Docs / Raw

WebSocket Protocol Specification

Sourced from docs/WEBSOCKET_PROTOCOL.md

Edit on GitHub

WebSocket Protocol Specification

Version: 1.0 Last Updated: 2025-11-27 Status: Production

Related Documentation:


WebSocket Endpoints

VoiceAssist provides multiple WebSocket endpoints:

EndpointPurposeProtocol Doc
/api/realtime/wsChat streamingThis document
/api/voice/pipeline-wsThinker-Talker voice (Primary)voice-pipeline-ws.md
/api/voice/realtime-sessionOpenAI Realtime (Legacy)VOICE_MODE_PIPELINE.md

Chat Streaming Protocol

Overview

The VoiceAssist WebSocket protocol enables real-time bidirectional communication between the web client and backend server for chat streaming. This document specifies the message format, event types, and connection lifecycle.

Connection Endpoint

Development:

ws://localhost:8000/api/realtime/ws

Production:

wss://assist.asimo.io/api/realtime/ws

Query Parameters

ParameterTypeRequiredDescription
conversationIdstringYesUUID of the conversation
tokenstringYesJWT access token for authentication

Example Connection

const url = new URL("ws://localhost:8000/api/realtime/ws"); url.searchParams.append("conversationId", "conversation-uuid"); url.searchParams.append("token", "jwt-access-token"); const ws = new WebSocket(url.toString());

Message Protocol

All messages are JSON-encoded. Field names use camelCase convention.

Client → Server Messages

1. Send Message

Send a chat message to the assistant.

{ "type": "message", "content": "What are the treatment protocols for hypertension?", "session_id": "conversation-uuid", "attachments": [] }

Fields:

  • type: Always "message"
  • content: User's message text (string, required)
  • session_id: Conversation/session identifier (string, optional)
  • attachments: Array of attachment IDs (string[], optional)

2. Ping (Heartbeat)

Keep the connection alive.

{ "type": "ping" }

Response: Server will respond with pong message


Server → Client Messages

1. Connection Established

Sent immediately after connection is established.

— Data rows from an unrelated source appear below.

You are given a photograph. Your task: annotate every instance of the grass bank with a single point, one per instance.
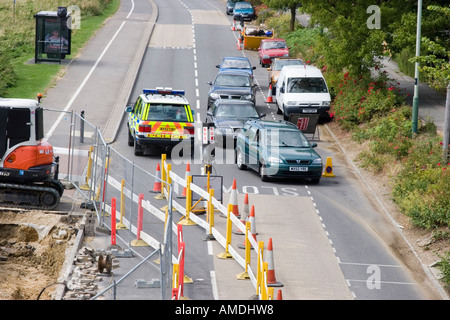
(18, 77)
(372, 109)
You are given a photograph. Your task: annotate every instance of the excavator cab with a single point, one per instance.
(28, 167)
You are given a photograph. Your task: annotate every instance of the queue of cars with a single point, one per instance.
(162, 117)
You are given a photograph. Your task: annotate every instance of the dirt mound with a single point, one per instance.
(32, 252)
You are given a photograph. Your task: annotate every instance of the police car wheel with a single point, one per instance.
(138, 151)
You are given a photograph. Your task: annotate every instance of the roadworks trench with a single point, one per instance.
(32, 253)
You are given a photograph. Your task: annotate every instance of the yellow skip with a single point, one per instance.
(328, 168)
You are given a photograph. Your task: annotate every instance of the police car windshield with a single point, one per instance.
(167, 112)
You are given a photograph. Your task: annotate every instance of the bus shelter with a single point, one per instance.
(53, 37)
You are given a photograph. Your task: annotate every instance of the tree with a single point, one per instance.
(290, 5)
(437, 66)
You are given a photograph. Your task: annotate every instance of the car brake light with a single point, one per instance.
(145, 128)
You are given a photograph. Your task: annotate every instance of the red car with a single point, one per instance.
(272, 48)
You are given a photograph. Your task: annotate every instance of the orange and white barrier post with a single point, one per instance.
(210, 216)
(279, 295)
(121, 225)
(328, 168)
(185, 220)
(244, 275)
(157, 184)
(188, 174)
(233, 200)
(251, 219)
(226, 254)
(271, 279)
(269, 94)
(244, 216)
(113, 221)
(138, 242)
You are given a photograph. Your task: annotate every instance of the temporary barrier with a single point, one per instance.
(107, 165)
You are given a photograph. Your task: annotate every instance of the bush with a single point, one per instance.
(8, 77)
(359, 100)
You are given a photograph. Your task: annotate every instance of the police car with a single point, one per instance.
(159, 118)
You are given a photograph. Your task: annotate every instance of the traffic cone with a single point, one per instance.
(328, 168)
(157, 185)
(188, 173)
(251, 218)
(269, 95)
(244, 215)
(271, 280)
(233, 200)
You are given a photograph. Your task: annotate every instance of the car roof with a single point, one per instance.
(234, 101)
(234, 71)
(273, 39)
(302, 71)
(269, 124)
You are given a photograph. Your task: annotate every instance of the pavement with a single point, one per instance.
(93, 66)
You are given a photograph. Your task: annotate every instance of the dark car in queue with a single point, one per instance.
(228, 117)
(230, 6)
(244, 10)
(275, 68)
(232, 84)
(277, 149)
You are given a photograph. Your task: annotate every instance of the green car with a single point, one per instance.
(277, 149)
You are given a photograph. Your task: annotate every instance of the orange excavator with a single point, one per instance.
(28, 168)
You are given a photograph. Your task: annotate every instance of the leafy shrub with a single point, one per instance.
(359, 100)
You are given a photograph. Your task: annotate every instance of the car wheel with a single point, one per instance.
(240, 160)
(138, 151)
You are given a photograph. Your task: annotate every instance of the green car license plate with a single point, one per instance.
(303, 169)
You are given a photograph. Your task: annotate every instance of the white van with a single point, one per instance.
(302, 89)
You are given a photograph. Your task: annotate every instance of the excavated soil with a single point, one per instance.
(32, 252)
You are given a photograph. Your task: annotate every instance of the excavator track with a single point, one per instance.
(29, 196)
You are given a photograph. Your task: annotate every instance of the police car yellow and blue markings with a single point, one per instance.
(163, 129)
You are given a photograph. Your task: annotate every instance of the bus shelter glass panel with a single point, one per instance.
(53, 37)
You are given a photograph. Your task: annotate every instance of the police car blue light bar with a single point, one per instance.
(164, 91)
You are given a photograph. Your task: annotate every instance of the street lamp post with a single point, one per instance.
(415, 111)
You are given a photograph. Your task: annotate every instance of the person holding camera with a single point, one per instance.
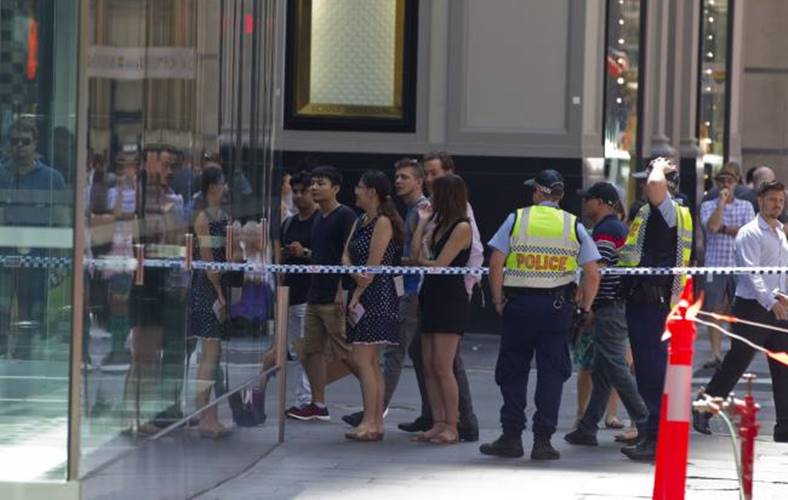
(660, 236)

{ "type": "connected", "client_id": "uuid-v4", "timestamp": "2025-11-22T10:00:00.000Z", "protocol_version": "1.0", "capabilities": ["text_streaming"] }

Fields:

  • type: Always "connected"
  • client_id: Unique identifier for this client connection
  • timestamp: ISO 8601 timestamp
  • protocol_version: Protocol version string
  • capabilities: Array of supported features

2. Message Chunk (Streaming)

Sent while assistant response is being generated.

{ "type": "chunk", "messageId": "msg-uuid", "content": "Treatment protocols for hypertension include..." }

Fields:

  • type: Always "chunk"
  • messageId: UUID of the message being streamed
  • content: Partial response text

Notes:

  • Multiple chunks are sent for a single message
  • Chunks should be appended in order
  • No chunkIndex field - order is guaranteed by WebSocket

3. Message Complete

Sent when assistant response is fully generated.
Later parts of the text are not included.